Inspired Advice: What Would You Tell Someone Who Has a Recurrence?

how to handle recurrence

Those who have faced an ovarian or gynecologic cancer diagnosis have so much to offer to others going through a similar experience – be it support, tips or friendship. Inspired Advice is a blog series that tackles specific topics – from navigating a new diagnosis to adjusting diet and exercise – and shares advice and reflections from our OCRA Inspire Online Community. They are, in many ways, the experts.*

When Recurrence Becomes Reality

Though reaching the end of ovarian cancer treatment and being told that there is no evidence of disease may seem like a cause to celebrate, it is not uncommon to feel anxiety that the cancer will come back.
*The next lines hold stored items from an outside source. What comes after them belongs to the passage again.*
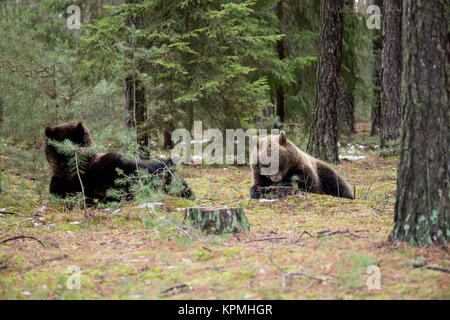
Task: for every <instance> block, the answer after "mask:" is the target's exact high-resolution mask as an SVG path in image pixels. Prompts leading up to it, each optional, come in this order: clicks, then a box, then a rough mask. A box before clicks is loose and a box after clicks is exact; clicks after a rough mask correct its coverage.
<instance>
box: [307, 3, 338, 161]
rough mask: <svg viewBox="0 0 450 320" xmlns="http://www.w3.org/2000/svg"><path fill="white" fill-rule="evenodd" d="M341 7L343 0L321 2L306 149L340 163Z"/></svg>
mask: <svg viewBox="0 0 450 320" xmlns="http://www.w3.org/2000/svg"><path fill="white" fill-rule="evenodd" d="M343 9H344V0H336V1H326V0H322V1H321V13H320V20H321V26H320V39H319V62H318V65H317V83H316V98H315V106H314V119H313V123H312V126H311V132H310V136H309V143H308V152H309V153H311V154H312V155H313V156H315V157H317V158H319V159H322V160H325V161H329V162H339V155H338V147H337V142H338V115H339V103H340V101H339V96H340V91H339V81H340V77H341V59H342V28H343Z"/></svg>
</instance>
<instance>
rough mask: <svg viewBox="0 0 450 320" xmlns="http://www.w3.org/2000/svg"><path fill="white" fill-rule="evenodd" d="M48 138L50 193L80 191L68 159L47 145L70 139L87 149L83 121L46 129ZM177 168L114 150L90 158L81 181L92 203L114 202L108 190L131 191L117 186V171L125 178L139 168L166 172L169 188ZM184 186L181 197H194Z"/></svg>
mask: <svg viewBox="0 0 450 320" xmlns="http://www.w3.org/2000/svg"><path fill="white" fill-rule="evenodd" d="M45 135H46V137H47V139H46V146H45V155H46V157H47V161H48V163H49V164H50V168H51V169H52V172H53V176H52V179H51V181H50V193H52V194H55V195H57V196H60V197H66V196H67V195H70V194H74V193H77V192H81V191H82V189H81V184H80V179H79V178H78V176H77V175H73V174H71V173H70V170H69V168H68V159H67V158H66V157H65V156H63V155H61V154H59V153H58V152H57V151H56V149H55V148H54V147H52V146H50V145H49V144H48V139H53V140H56V141H64V140H65V139H69V140H70V141H72V142H73V143H75V144H77V145H79V146H86V147H87V146H89V145H90V144H91V142H92V138H91V135H90V132H89V129H88V128H87V127H86V126H84V125H83V124H82V123H81V122H78V123H74V122H71V123H63V124H60V125H58V126H56V127H54V128H52V127H46V128H45ZM174 166H175V164H174V163H173V162H172V160H168V161H163V162H157V163H148V162H141V161H138V162H135V161H131V160H128V159H126V158H124V157H123V156H122V155H121V154H120V153H117V152H114V151H113V152H107V153H100V154H96V155H94V156H92V157H91V158H90V159H88V165H87V167H86V169H85V172H84V173H83V174H82V175H81V181H82V183H83V187H84V193H85V195H86V198H88V199H90V200H93V199H98V200H99V201H109V200H113V199H108V198H107V197H106V191H107V190H108V189H110V188H124V187H125V189H127V188H128V186H117V185H116V183H115V181H116V179H117V178H119V174H118V172H117V169H120V170H122V171H123V173H124V174H125V175H131V174H133V173H134V172H136V170H137V168H144V169H146V170H148V171H149V173H150V174H156V173H162V172H164V174H163V179H164V181H163V185H164V187H166V186H167V185H168V184H169V183H170V182H171V181H172V177H173V176H172V174H170V173H169V172H168V170H170V168H171V167H174ZM183 185H184V187H185V188H184V191H182V192H181V193H180V194H179V196H181V197H185V198H191V197H193V193H192V191H191V190H190V189H189V187H188V186H187V184H186V183H185V182H184V181H183ZM125 191H128V190H125ZM166 191H167V190H166Z"/></svg>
Approximately 70% of patients will experience a recurrence of ovarian cancer — with the chance of return closely linked to the cancer stage at time of initial diagnosis — so it’s understandable that worry may linger even after going into remission. Finding out that the cancer has come back can be scary and overwhelming, but it’s important to remember that each case (and outcome) is as unique as the person going through it. Below are suggestions from others in our community about how to handle a recurrence. We hope you find their insights to be useful but please consult with your doctor before making any treatment decisions.

Don’t Get Discouraged

  • “Many recurrences are treated successfully with some of the same or different drugs used in frontline treatment. Many women go on to have long remissions even after recurrences.”
  • “Tell yourself that the chemo worked well before and it will do its job again.”
  • “It’s common with ovarian cancer, but don’t despair. There are new drugs and combinations, along with clinical trials, that may work to eliminate any remaining cancer cells.”
  • “When my doctor informed me of my recurrence I asked him, ‘What’s the plan? I’m ready.’ I didn’t let the recurrence beat me down. After all, it is my job to stay alive and I will fill my days doing what I need to do.”
  • “There are so many new treatments and trials that you can live with ovarian cancer as a chronic condition and still live a good quality of life.”

Research, Research, Research

  • “Take time to review your options thoroughly. I feel like I jumped into treatment too quickly before taking a breath and doing more research.”  
  • “Look at the options, choose and move forward.”
  • “Research what chemo treatments have had a good success rate with other patients with a recurrence. Ask your doctor for suggestions, including all options for the next round of treatments”

Recharge and Reach Out

  • “Breathe. Take one day at a time.”
  • “I prayed and surrounded myself with friends and family with positive attitudes.”

Additional Resources

Get more guidance via our Managing Ovarian Cancer Recurrence page, which offers information on current treatment options and how to handle associated anxiety. 


OCRA’s ovarian cancer online support community through Inspire.com offers a safe and private place to share encouraging feedback, compassionate support, and honest personal experiences. There are members from across the world who share their questions, concerns, successes and struggles with honesty and courage. Learn more or join our online Ovarian Cancer Inspire community.

*Sharing ideas and experiences can be extremely helpful but, as always, we advise speaking with your physician before making any dietary changes or adding herbs, teas, vitamins or supplements to your routine.